At the same conference and consistent with DAG Monaco’s October 4, 2023 remarks, Assistant Attorney General Olsen emphasized that the NSD has “more than doubled the number of prosecutors working on violations of sanctions, export control, and foreign agent laws” and “brought on two veteran prosecutors to serve as the division’s first ever chief and deputy chief counsel for corporate enforcement.”
In line with this emphasis, the NSD Enforcement Policy makes clear that, while the focus is on U.S. export controls and sanctions, prosecutors will target potential violations of other criminal statutes that affect national security because they arise out of or relate to the enforcement of U.S. export control and sanctions laws, such as money laundering, bank fraud, smuggling, fraudulent importation and false statement offenses.
In other words, the NSD Enforcement Policy reflects the DOJ’s current “all tools” approach to investigating and prosecuting U.S. national security crimes. In particular, the NSD Enforcement Policy was updated to make explicit reference to such other U.S. national security laws, including the Foreign Agents Registration Act, laws prohibiting material support to and financing of terrorists, and criminal violations in connection with the work of the Committee on Foreign Investment in the United States and the Committee for the Assessment of Foreign Participation in the United States Telecommunications Services Sector.
The increased enforcement resources highlighted by Assistant Attorney General Olsen reflect the NSD’s dedication to this wide-net approach.
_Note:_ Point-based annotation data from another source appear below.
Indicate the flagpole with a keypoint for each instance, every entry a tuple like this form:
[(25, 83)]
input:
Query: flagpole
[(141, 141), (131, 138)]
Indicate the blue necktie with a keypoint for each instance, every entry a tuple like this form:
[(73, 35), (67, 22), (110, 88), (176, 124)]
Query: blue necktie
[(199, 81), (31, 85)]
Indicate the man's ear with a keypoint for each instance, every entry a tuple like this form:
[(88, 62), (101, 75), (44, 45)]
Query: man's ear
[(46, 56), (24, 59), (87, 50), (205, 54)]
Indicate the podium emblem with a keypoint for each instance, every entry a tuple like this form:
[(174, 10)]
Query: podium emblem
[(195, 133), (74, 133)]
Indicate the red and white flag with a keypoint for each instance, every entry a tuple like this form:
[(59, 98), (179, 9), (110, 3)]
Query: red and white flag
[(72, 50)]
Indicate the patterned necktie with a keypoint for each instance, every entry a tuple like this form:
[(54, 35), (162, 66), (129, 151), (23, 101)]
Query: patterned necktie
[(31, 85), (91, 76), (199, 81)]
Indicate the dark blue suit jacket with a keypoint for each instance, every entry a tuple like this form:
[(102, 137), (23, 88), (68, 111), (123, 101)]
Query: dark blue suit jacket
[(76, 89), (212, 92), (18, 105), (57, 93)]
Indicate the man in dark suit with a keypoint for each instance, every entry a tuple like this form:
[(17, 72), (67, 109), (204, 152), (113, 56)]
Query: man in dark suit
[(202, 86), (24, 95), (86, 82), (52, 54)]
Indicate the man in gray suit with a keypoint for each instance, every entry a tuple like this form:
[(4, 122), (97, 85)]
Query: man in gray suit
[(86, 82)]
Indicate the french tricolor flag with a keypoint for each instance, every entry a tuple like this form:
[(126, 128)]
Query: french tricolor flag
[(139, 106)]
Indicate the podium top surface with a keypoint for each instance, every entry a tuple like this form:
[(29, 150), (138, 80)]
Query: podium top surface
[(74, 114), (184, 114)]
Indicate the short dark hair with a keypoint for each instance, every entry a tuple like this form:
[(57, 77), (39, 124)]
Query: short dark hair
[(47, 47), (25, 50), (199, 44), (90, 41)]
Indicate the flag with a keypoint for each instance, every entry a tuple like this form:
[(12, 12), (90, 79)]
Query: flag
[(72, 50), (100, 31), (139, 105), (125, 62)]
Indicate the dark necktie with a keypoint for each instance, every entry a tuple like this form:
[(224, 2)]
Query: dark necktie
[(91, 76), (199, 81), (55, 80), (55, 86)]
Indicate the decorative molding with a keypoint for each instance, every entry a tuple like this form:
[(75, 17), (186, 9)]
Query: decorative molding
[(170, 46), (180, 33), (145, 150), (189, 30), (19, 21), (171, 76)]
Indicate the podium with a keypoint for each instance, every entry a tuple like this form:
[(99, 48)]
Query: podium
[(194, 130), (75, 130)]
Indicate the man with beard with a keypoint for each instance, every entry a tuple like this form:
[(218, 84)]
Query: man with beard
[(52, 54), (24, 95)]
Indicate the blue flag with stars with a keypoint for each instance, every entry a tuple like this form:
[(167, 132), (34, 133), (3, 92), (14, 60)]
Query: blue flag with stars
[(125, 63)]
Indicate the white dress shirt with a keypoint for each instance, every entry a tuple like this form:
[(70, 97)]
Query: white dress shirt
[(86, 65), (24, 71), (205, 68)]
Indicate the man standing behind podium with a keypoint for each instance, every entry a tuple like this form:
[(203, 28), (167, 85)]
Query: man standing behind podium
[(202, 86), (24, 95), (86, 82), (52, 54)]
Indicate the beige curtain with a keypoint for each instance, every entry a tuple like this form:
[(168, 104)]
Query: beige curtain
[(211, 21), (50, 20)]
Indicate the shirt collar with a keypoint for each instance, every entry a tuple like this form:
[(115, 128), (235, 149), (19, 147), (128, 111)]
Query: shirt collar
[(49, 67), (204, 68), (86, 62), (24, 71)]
DAG Monaco similarly stated in her earlier remarks, that “[t]oday corporate crime intersects with our national security – in everything from terrorist financing, sanctions evasion, and the circumvention of export controls, to cyber- and crypto-crime.” She further explained that there are “new national security dimensions in familiar areas of corporate crime – from FCPA violations to intellectual property theft that affects critical supply chains and involves disruptive technologies,” emphasizing “the biggest shift in corporate criminal enforcement that [she has] seen during [her] time in government: the rapid expansion of national security-related corporate crime.”